While I can’t help but find a correlation between privatisation, the subsequent improvement in services and leap up in the Times Higher Education league tables, I’m all for backing what you believe in. The Guardian loved our political edginess, but then I suppose if one pays for a large advert in their paper, they’re likely to take an interest. And despite those few protestors who fancied themselves as the next Che Guevara, ramming ideologies down your throat, pissing off just enough students to enrage an anti-anti-privatisation movement, politics is important, and we all deserve our right to express our views.
Going back to the sticker, I was also partially laughing at the metaphor. In comparison to previous years, this one has been a quiet one. Maybe the good weather, albeit turning now, has created a poor political vintage from Sussex. Which brought me to question: has our political edge become faded grandeur, almost to the point of being laughable?
Once again however, the simmer has come to boil.
For those unaware, the LGBTQ Student Representative has started a petition to ban UKIP from campus. The petition gained support from 150 signatures two weeks ago. If I rightly interpreted the article from last week’s Badger, the aim is to prevent UKIP from sharing their anti-same sex and immigration views on campus. The Students Union Policy Panel is currently considering the suggestion on the grounds of protecting its ‘safe space’ policy that states: “The Union is committed to providing an inclusive and supportive environment without fear of sexism, racism, ableism, homophobia, or any other form of discrimination”. I can appreciate the logic behind the suggestion, however, I am inclined to agree with the Politics Societies response which is against the proposition.
Censorship flies in the face of democracy. While this article will remain politically neutral and will not comment on UKIP’s stance, on a purely connotational level, freedom of expression far outweighs the merits of censorship. If the Policy Panel are seriously going down this legally treacherous road, putting the right to freedom of expression at risk, I would implore them to take a larger survey by offering a referendum to the whole of the University.

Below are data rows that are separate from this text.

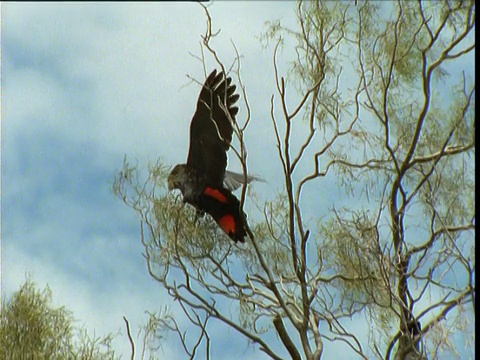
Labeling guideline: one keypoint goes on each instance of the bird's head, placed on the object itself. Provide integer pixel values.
(177, 177)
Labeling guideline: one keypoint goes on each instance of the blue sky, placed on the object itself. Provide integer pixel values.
(82, 86)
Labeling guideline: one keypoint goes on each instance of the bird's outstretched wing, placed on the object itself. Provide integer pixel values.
(211, 128)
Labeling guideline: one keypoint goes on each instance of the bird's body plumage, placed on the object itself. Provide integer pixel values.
(203, 180)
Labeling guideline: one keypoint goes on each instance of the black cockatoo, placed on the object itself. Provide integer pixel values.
(203, 180)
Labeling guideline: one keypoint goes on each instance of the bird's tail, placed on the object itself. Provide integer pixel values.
(234, 180)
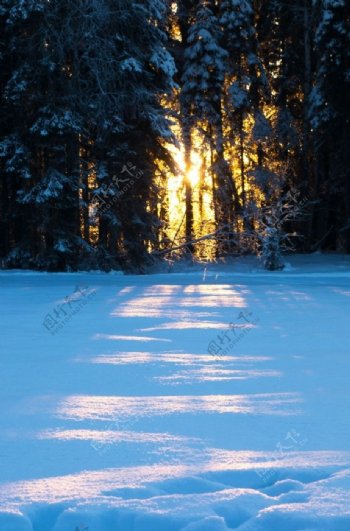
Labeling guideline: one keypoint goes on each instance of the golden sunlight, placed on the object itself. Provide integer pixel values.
(194, 173)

Not to knock the suggestion, I am all for taking measures to promote equality and fairness. But perhaps part of university is to expose oneself to radical ideas, to come to an educated decision on the matter, rather than engage in a nanny-like scenario. While I appreciate I may not have been compelled to write this article if the BNP were rallying on campus, but we do have to work the assumption that we are all smart enough to make our own decisions.